Three things fans can count on this season at Angel Stadium: fireworks after Angels homers, the Rally Monkey appearing in late innings when the home team needs a run and Scott Downs shutting down the opposition.

It's "Inning Over" whenever the Angels left-hander emerges from the bullpen behind left field. He has not given up a run in 20 2/3 innings, striking out 17 and walking only two to go with his immaculate 0.00 earned-run average.

Away from Angel Stadium, Downs doesn't have the same halo of invincibility. The reliever has a solid but unspectacular 2.66 ERA in 20 2/3 innings, striking out nine and walking seven.

Welcome to Splitsville, where one's success at home rarely correlates to his performance in the other 29 ballparks. Downs is hardly the only example of this disparity in home and away statistics.

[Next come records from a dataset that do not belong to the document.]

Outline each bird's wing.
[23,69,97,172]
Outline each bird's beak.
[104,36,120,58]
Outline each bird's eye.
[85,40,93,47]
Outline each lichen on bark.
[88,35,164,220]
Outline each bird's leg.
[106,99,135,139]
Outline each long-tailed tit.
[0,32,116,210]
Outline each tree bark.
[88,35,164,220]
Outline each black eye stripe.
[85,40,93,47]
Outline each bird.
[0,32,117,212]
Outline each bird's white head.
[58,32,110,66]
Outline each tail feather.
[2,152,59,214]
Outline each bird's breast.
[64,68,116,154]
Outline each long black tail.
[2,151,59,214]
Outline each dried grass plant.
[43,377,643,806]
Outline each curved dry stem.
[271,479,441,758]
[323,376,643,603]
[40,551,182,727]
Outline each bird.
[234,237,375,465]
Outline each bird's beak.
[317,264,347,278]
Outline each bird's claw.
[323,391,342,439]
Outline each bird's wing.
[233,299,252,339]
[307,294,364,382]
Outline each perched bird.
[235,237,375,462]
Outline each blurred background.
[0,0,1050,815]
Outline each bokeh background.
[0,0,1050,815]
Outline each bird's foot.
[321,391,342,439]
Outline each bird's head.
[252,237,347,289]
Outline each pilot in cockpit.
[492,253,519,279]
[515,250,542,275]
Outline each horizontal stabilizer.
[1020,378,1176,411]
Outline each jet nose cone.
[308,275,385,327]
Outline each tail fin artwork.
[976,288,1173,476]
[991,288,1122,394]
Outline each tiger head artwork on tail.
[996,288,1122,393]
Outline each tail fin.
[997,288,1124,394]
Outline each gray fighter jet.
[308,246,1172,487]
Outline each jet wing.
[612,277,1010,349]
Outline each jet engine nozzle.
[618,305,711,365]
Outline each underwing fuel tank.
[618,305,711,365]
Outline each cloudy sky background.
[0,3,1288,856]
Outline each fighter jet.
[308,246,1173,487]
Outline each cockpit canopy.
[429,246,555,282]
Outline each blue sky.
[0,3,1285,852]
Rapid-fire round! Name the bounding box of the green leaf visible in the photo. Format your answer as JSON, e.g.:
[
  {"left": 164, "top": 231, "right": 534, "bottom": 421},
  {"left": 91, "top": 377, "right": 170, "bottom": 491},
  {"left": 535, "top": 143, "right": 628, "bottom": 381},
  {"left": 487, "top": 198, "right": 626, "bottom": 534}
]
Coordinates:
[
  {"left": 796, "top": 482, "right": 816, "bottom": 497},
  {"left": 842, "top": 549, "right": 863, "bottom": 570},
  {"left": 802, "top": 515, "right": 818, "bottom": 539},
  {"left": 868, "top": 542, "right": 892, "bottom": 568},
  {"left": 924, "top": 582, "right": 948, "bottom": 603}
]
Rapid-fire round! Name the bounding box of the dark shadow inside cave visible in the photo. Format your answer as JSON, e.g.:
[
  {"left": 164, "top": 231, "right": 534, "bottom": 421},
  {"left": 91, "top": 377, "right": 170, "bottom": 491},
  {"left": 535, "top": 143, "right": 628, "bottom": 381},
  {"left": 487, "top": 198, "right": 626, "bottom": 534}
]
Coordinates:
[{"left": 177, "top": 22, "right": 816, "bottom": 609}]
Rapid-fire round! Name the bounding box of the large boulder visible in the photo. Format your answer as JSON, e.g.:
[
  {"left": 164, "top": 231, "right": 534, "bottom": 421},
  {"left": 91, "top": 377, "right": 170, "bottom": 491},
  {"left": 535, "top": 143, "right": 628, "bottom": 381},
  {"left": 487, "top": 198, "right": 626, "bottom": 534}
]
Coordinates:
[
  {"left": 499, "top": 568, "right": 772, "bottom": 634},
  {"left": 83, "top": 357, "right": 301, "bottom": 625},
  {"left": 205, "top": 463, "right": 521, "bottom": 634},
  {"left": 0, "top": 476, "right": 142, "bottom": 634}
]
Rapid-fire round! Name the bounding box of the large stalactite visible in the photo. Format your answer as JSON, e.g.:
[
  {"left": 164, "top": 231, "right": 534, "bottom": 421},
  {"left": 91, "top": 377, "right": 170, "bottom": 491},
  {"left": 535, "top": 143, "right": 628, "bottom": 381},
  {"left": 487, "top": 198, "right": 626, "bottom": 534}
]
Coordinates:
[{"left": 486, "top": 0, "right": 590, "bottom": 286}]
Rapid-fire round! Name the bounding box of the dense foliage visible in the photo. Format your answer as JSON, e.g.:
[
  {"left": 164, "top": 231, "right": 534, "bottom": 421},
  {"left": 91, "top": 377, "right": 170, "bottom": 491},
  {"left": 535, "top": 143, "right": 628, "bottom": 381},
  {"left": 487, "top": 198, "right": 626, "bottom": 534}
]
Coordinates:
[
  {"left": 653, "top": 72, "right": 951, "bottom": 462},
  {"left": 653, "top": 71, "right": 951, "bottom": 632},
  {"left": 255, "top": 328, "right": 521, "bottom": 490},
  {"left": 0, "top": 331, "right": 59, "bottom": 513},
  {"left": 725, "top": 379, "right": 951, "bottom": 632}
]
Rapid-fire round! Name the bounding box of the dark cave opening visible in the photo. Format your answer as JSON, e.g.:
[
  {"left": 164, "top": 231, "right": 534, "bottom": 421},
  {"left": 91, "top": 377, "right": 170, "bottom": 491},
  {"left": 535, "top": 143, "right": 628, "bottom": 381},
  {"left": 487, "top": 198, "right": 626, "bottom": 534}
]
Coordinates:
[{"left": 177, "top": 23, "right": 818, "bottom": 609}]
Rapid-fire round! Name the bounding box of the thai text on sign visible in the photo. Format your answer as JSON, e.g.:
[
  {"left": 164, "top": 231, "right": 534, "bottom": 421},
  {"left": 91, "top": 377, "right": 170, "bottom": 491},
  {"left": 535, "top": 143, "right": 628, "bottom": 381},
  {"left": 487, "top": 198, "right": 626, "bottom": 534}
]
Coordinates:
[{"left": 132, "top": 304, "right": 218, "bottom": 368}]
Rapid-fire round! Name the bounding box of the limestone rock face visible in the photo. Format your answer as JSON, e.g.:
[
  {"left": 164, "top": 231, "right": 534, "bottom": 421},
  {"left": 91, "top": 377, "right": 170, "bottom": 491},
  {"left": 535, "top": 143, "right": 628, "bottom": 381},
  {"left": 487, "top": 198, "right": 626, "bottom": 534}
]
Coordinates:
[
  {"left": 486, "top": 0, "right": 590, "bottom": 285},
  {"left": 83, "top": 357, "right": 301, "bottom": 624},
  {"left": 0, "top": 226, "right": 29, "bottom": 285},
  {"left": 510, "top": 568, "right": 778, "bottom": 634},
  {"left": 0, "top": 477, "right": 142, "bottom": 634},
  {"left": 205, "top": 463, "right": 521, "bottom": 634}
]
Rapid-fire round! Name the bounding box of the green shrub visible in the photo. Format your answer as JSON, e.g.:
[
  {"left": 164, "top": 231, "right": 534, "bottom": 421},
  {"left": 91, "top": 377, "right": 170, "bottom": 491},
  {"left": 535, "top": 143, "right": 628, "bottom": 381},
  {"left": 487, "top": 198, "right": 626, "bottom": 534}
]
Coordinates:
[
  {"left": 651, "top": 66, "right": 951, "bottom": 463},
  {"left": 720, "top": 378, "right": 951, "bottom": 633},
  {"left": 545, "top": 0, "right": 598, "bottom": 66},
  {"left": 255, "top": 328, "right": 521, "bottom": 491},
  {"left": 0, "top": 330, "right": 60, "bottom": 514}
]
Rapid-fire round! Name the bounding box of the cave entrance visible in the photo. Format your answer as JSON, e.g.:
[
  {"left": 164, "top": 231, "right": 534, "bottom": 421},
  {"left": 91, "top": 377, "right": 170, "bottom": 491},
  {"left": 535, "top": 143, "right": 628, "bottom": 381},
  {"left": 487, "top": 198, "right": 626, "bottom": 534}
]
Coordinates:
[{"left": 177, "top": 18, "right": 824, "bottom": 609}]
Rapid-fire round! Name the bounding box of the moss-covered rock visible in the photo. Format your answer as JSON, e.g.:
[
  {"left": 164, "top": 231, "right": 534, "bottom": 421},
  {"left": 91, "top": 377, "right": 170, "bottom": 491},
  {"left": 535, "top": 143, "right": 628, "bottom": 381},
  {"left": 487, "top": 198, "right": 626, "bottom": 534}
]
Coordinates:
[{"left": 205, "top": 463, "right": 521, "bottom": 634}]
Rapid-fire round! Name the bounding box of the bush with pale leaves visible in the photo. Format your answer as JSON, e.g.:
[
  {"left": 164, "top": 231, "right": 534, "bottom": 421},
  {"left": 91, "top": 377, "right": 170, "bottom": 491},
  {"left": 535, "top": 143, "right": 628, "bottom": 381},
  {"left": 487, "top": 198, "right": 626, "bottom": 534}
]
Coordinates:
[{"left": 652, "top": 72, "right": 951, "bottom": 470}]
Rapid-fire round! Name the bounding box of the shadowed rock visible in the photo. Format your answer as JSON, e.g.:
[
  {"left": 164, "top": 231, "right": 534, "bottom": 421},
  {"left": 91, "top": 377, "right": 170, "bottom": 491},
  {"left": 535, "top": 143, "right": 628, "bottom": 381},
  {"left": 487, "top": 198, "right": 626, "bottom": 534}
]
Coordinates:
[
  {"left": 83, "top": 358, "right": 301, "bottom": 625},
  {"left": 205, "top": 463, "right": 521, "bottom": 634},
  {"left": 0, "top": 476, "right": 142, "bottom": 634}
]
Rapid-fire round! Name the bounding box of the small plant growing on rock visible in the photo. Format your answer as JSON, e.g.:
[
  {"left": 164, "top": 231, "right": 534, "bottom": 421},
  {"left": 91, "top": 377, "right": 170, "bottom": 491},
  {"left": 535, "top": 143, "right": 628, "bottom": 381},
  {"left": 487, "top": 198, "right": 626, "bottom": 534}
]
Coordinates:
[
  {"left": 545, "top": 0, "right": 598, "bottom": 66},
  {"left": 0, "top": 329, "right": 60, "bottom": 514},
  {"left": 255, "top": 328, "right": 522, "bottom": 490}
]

Generally, players tend to perform better at home. Major league hitters were batting .259 at home through Wednesday, as opposed to .251 on the road. Pitchers had a 3.80 ERA at home, compared to a 4.04 ERA on the road.

Not that there aren't more than a handful of exceptions. Angels infielder Maicer Izturis is hitting .317 on the road versus .227 at home, and Angels left fielder Vernon Wells has hit 12 of his 17 homers away from Angel Stadium.

"Sometimes it's hard to explain because for me, it doesn't matter if I play here or on the road," Izturis said. "I just prepare myself to play baseball."

Players said getting ready for a game is easier at home, where familiarity with one's surroundings and routines helps them focus and fans boost their adrenaline.

Home teams are also afforded little luxuries that add up, such as preferential bullpen locations protected from fans and indoor batting cages adjacent to their clubhouses. Visiting players must take batting practice last, giving their home counterparts an extra 40 minutes or so to relax before each game.